I will take this opportunity to thank each of you for your hard work and dedication to STR over the past couple of years.  I understand our business has been challenged and we have all faced tremendous uncertainty as we evaluated strategic alternatives, while also enduring many painful, but necessary, headcount reductions.  I believe Zhenfa’s investment in STR will provide many development opportunities as we begin to grow the company again.  We will keep you updated on our progress toward a successful transaction closing.  In the meantime, we all have to remain focused on serving our customers, producing high-quality products and ensuring that our cost structure remains competitive.

 

These are very exciting times for STR. If you have any questions, please call me directly at 860-758-7447 or e-mail me at robert.yorgensen@strholdings.com.  Please refrain from discussing this with the media and direct all media or investor questions to Joseph Radziewicz at joseph.radziewicz@strholdings.com.

 

 

Sincerely,

 

 

 

Robert S. Yorgensen

 

President and CEO

 

STR Holdings, Inc.

 



 

Additional Information and Where to Find It

 

In connection with the proposed transaction, STR intends to file relevant materials with the SEC and other governmental or regulatory authorities, including a proxy statement.
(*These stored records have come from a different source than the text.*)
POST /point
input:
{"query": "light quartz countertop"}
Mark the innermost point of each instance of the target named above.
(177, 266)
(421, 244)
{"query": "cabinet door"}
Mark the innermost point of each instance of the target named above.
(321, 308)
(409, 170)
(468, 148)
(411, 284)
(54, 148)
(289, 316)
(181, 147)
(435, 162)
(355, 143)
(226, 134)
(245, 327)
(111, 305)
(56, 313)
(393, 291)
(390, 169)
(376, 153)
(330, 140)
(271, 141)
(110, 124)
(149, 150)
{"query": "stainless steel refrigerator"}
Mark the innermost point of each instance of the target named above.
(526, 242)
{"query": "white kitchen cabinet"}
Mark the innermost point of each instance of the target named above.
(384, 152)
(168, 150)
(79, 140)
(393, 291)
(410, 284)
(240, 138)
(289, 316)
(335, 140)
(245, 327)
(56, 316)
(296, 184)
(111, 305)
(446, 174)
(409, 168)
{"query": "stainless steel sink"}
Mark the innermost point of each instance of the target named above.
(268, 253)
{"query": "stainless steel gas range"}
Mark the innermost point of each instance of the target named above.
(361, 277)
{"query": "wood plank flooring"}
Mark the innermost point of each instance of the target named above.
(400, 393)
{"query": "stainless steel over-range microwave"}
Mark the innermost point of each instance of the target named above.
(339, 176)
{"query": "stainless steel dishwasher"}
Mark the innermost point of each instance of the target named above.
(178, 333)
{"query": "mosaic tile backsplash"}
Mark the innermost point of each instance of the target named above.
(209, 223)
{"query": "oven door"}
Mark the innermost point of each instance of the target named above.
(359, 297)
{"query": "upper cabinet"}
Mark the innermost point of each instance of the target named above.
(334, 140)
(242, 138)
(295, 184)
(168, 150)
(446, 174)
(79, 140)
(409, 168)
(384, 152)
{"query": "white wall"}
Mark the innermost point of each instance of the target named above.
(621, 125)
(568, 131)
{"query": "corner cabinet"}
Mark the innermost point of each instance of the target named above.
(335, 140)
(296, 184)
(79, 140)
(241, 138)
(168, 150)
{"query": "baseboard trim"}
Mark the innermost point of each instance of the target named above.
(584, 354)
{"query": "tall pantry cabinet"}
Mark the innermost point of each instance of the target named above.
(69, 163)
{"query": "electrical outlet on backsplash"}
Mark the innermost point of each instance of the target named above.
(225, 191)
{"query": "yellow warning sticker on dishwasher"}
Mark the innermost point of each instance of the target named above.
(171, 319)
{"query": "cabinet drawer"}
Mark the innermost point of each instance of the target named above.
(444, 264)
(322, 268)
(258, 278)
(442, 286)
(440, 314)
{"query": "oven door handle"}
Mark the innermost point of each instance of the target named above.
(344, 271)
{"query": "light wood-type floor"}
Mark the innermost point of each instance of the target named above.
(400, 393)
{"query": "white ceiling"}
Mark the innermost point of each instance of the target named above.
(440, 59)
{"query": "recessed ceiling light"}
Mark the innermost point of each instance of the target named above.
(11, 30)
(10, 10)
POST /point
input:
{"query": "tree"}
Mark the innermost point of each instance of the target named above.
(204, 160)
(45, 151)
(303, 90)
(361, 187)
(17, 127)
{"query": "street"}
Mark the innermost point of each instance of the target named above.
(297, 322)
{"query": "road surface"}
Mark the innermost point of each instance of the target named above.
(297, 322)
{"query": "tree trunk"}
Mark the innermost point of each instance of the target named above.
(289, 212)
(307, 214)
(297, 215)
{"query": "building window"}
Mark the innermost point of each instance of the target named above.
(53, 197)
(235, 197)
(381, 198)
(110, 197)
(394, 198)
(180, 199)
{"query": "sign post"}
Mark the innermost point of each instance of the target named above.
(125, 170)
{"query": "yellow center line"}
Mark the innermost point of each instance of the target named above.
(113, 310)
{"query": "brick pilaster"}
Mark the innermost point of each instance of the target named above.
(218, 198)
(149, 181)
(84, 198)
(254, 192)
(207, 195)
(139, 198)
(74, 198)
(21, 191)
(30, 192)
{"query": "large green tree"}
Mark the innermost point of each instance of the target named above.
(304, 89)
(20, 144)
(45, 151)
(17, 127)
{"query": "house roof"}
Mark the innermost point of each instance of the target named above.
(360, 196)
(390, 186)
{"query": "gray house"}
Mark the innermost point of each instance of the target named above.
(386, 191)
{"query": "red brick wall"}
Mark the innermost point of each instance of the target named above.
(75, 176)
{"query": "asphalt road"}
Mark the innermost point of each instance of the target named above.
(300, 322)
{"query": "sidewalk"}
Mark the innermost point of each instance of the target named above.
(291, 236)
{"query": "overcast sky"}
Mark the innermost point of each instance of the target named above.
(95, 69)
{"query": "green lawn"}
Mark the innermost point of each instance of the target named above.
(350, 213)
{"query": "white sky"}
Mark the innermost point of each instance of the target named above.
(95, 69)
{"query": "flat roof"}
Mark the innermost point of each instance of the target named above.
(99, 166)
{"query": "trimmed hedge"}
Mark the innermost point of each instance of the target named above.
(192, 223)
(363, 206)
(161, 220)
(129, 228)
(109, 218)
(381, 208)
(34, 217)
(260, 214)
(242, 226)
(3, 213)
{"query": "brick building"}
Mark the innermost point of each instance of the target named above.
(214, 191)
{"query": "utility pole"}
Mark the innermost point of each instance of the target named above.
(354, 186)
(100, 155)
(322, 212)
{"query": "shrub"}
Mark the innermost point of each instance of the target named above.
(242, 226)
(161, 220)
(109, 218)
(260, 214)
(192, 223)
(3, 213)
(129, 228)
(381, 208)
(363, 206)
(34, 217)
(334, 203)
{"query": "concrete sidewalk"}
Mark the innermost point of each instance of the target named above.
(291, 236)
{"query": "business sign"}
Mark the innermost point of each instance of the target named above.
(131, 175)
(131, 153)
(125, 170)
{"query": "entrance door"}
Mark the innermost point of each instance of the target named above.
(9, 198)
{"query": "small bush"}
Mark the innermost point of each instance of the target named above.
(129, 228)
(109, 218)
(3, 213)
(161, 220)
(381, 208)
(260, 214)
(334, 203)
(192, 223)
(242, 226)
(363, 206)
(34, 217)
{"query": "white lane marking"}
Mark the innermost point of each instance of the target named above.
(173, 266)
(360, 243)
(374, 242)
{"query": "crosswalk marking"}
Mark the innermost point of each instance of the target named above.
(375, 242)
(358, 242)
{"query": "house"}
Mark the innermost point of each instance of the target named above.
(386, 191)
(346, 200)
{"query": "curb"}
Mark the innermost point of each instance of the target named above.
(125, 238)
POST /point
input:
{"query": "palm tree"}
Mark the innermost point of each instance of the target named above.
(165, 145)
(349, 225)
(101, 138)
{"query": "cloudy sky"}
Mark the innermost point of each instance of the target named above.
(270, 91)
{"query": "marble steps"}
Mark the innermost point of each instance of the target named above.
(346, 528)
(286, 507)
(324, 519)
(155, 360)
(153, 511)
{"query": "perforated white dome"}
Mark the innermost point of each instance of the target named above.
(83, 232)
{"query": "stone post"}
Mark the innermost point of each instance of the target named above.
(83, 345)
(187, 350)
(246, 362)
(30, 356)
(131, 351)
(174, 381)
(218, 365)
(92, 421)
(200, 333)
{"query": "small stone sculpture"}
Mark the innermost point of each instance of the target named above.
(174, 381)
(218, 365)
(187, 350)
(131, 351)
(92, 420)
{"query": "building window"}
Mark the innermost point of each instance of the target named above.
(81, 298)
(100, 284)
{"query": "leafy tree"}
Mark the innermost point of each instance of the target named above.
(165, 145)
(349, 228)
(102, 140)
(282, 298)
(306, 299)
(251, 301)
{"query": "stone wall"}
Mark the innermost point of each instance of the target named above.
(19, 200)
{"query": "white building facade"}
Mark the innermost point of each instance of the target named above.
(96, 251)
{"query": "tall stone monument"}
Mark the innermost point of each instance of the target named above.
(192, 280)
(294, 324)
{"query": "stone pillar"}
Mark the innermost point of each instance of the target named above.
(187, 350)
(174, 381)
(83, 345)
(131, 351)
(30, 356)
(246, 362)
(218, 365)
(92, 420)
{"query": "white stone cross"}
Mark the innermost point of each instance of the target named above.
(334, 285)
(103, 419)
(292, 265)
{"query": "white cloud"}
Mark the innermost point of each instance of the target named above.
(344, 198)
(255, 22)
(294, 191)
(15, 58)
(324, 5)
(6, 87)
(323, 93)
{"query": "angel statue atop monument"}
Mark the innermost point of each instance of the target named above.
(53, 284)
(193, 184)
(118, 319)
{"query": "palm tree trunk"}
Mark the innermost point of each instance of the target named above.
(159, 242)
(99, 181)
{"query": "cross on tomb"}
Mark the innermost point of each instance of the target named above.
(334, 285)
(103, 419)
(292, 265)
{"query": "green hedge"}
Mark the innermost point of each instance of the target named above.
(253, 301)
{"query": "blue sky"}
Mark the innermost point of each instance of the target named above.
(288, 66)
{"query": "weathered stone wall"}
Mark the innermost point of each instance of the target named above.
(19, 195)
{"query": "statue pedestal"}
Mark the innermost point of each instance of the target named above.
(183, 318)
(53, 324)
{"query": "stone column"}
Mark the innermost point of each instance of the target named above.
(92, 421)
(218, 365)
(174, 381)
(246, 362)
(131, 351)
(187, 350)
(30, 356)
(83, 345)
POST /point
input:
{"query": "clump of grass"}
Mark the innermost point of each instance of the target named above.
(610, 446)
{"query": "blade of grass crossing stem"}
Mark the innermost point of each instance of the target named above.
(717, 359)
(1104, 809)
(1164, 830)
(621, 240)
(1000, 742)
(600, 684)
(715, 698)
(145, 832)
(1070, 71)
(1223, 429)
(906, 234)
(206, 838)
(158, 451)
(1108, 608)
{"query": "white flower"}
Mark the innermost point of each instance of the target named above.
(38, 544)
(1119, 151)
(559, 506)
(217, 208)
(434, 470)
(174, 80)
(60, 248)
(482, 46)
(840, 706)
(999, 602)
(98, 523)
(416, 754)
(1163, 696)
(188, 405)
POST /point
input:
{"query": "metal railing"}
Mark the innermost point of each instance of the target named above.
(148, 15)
INVESTORS ARE URGED TO READ THESE MATERIALS WHEN THEY BECOME AVAILABLE BECAUSE THEY WILL CONTAIN IMPORTANT INFORMATION ABOUT STR, ZHENFA AND THE TRANSACTION. The proxy statement and certain other relevant materials (when they become available) and any other documents filed by STR with the SEC may be obtained free of charge at the SEC’s website at http://www.sec.gov. In addition, investors may obtain free copies of documents filed with the SEC by contacting STR’s Investor Relations at (860) 763-7014, x7437, or by accessing STR’s investor relations website at www.strsolar.com. Investors are urged to read the proxy statement and information statement and other relevant materials when they become available before making any voting or investment decision with respect to the transaction.

 

Participants in the Solicitation

 

STR and its executive officers and directors may be deemed to be participating in the solicitation of proxies in connection with the transaction. Information about the executive officers and directors of STR and the number of shares of STR’s common stock beneficially owned by such persons is set forth in the proxy statement for STR’s 2014 Annual Meeting of Stockholder which was filed with the SEC on April 1, 2014. Investors may obtain additional information regarding the direct and indirect interests of STR and its executive officers and directors in the transaction by reading the proxy statement regarding the transaction when it becomes available.